It was a pleasant surprise to see OBD being mentioned in a TV advertisement of passenger car. OBD an acronym which automotive telematics people often talk about, but has not been a selling proposition amongst the passenger car manufacturers in India so far.
Somewhere in 1970s and early 80’s vehicle manufacturers started using electronically controlled engine to diagnose engine problems leading to polluting emission, and this was done to meet EPA (United States Environmental Protection Agency)emission standards. OBD-II was introduced in the mid-’90s and made mandatory in all the passenger vehicles in 1996 in United States. OBD, the On Board Diagnostic for vehicles fitted with electronically controlled engines, provides vehicle engine performance data, including the emission, fuel usage, and other parameters vital for better maintenance of the vehicle.
In India, it has been in discussion amongst the automotive pros and enthusiast for last 5-6 years. It was somewhere in mid 2000s when some of the passenger cars in India started coming with OBD II, if I go by the some of the discussion threads in automotive portals in India.

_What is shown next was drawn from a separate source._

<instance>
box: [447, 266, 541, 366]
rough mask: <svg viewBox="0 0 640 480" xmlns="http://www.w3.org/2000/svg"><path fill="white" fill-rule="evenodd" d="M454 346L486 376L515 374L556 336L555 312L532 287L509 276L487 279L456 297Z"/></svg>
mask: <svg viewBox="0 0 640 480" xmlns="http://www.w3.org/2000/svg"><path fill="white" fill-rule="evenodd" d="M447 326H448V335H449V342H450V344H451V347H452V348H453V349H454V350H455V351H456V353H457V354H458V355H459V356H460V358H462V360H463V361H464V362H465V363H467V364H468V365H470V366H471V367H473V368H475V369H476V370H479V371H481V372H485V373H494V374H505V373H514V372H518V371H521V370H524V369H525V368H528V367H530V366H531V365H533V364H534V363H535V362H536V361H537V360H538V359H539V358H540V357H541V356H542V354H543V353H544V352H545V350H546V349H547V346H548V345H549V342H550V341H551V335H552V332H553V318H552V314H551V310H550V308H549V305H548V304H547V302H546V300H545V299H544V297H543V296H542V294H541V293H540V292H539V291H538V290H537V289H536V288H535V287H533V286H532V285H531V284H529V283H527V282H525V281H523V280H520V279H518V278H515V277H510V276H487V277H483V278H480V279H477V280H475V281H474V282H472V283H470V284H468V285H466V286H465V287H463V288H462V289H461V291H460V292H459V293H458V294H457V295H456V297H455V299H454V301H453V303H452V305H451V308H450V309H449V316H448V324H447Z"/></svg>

According to official government notification(1) in July 2008, OBD I has to fitted in vehicles manufactured onwards April 2010( with some exception) and OBD II from April 2013 for all categories. Following items are mentioned under the monitoring items for the OBD II: catalyst, fuel injection system, particulate trap, coolant temperature, EGR, fuel system, emission control system, circuit continuity for all emission related power train components and distance traveled since malfunction indicator lamp turns on.
In couple of months, new vehicles will start coming with OBD II in India, including commercial and public transport vehicles. It could further lead to reduction in air pollution, maintenance cost and downtime of vehicle.
In days to come we can look forward to a shift in-house workshops with the government and industry, which may try to ensure that departmental inspection and maintenance of vehicle, benefits from the OBD I and OBD II. It opens a window of opportunity for training of the staff for capture and analysis of data. With the ability of OBD scanners to send these data to mobile phones or cloud storage, it could change the way we look at repair and maintenance of our vehicle. Moreover, the prerogative of having the vehicle maintained on basis of what needs to be done rather on the basis of number of kilometers run, which was with few of the luxury cars will now be there for people’s car too.